Step 1 :A streetlight is at the top of an $18 \mathrm{ft}$ tall pole. A woman $6 \mathrm{ft}$ tall walks away from the pole at a speed of $4 \mathrm{ft} / \mathrm{sec}$ along a straight path. We want to find how fast (in $\mathrm{ft} / \mathrm{sec}$ ) is the tip of her shadow moving away from the pole when she is $45 \mathrm{ft}$ from the base of the pole.
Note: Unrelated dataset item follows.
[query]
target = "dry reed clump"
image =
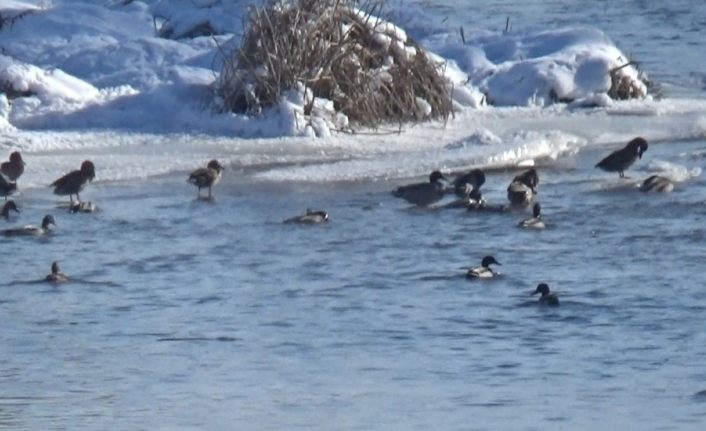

Step 2 :We know that $\frac{dx}{dt} = 4 \mathrm{ft} / \mathrm{sec}$, which is the rate at which the woman is moving away from the pole.
Step 3 :We can substitute this into our equation $\frac{dy}{dt} = 3 \frac{dx}{dt}$ to find $\frac{dy}{dt}$, which is the rate at which the tip of her shadow is moving away from the pole.
Step 4 :Substituting $\frac{dx}{dt} = 4 \mathrm{ft} / \mathrm{sec}$ into the equation, we get $\frac{dy}{dt} = 3 * 4 \mathrm{ft} / \mathrm{sec}$.
Step 5 :Solving this, we find that $\frac{dy}{dt} = 12 \mathrm{ft} / \mathrm{sec}$.
Step 6 :Final Answer: The tip of her shadow is moving away from the pole at a rate of $\boxed{12}$ feet per second.